Porque nos ha nacido un niño, se nos ha concedido un hijo; la soberanía reposará en sus hombros, y se le darán estos nombres: Consejero admirable, Dios fuerte, Padre eterno, Príncipe de paz. Se extenderán su soberanía y su paz, no tendrán fin; y sobre su reino, para establecerlo y sostenerlo con justicia y rectitud desde ahora y para siempre.

Por último, mi página abierta que debo compartir con ustedes, bajo la confrontación con el Espíritu: la profecía de Isaías 52: 13; hasta 53:12… 740 años antes de que sucediera:

[“Miren, mi siervo triunfará; será exaltado, levantado y muy enaltecido. Muchos se asombraron de él, pues tenía desfigurado el semblante; ¡nada de humano tenía su aspecto! Del mismo modo, muchas naciones se asombrarán, y en su presencia enmudecerán los reyes, porque verán lo que no se les había anunciado, y entenderán lo que no habían oído. ¿Quién ha creído a nuestro mensaje y a quién se le ha revelado el poder del Señor?”

Creció en su presencia como vástago tierno, como raíz de tierra seca. No había en él belleza ni majestad alguna; su aspecto no era atractivo y nada en su apariencia lo hacía deseable. Despreciado y rechazado por los hombres, varón de dolores, hecho para el sufrimiento. Todos evitaban mirarlo; fue despreciado, y no lo estimamos. Ciertamente él cargó con nuestras enfermedades y soportó nuestros dolores, mas nosotros lo consideramos herido, golpeado por Dios, y humillado.

Pero Él fue traspasado por nuestras rebeliones, y molido por nuestras iniquidades; sobre él recayó el castigo, precio de nuestra paz, y gracias a sus heridas fuimos sanados.
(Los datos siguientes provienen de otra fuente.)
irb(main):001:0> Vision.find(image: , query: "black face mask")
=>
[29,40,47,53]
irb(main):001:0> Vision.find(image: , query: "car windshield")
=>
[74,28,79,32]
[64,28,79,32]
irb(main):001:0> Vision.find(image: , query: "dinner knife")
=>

Todos andábamos perdidos, como ovejas; cada uno seguía su propio camino, pero el Señor hizo recaer sobre él la iniquidad de todos nosotros. Maltratado y humillado, ni siquiera abrió su boca; como cordero, fue llevado al matadero; como oveja, enmudeció ante su trasquilador; ni siquiera abrió su boca.
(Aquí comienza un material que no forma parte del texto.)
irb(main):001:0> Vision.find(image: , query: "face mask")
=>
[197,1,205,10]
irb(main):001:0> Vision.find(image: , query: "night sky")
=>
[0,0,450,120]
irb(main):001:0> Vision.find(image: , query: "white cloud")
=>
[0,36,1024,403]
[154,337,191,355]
Después de aprehenderlo y juzgarlo, le dieron muerte; nadie se preocupó de su descendencia. Fue arrancado de la tierra de los vivientes, y golpeado por la trasgresión de mi pueblo. Se le asignó un sepulcro con los malvados, y murió entre los malhechores, aunque nunca cometió violencia alguna, ni hubo engaño en su boca. Pero el Señor quiso quebrantarlo y hacerlo sufrir, y como él ofreció su vida en expiación, verá su descendencia y prolongará sus días, y llevará a cabo la voluntad del Señor.
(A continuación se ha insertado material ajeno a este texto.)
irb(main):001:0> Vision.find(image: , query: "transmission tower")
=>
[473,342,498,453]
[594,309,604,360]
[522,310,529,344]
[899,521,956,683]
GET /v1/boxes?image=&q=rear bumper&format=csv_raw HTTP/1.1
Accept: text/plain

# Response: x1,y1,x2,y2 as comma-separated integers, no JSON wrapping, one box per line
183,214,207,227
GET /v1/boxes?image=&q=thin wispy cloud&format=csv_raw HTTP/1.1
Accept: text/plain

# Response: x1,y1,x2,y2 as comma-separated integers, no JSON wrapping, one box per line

Después de su sufrimiento, verá la luz y quedará satisfecho; por su conocimiento, mi siervo justo justificará a muchos, y cargará con las iniquidades de ellos. Por lo tanto, le daré un puesto entre los grandes, y repartirá el botín con los fuertes, porque derramó su vida hasta la muerte, y fue contado entre los transgresores. Cargó con el pecado de muchos, e intercedió por los pecadores.”]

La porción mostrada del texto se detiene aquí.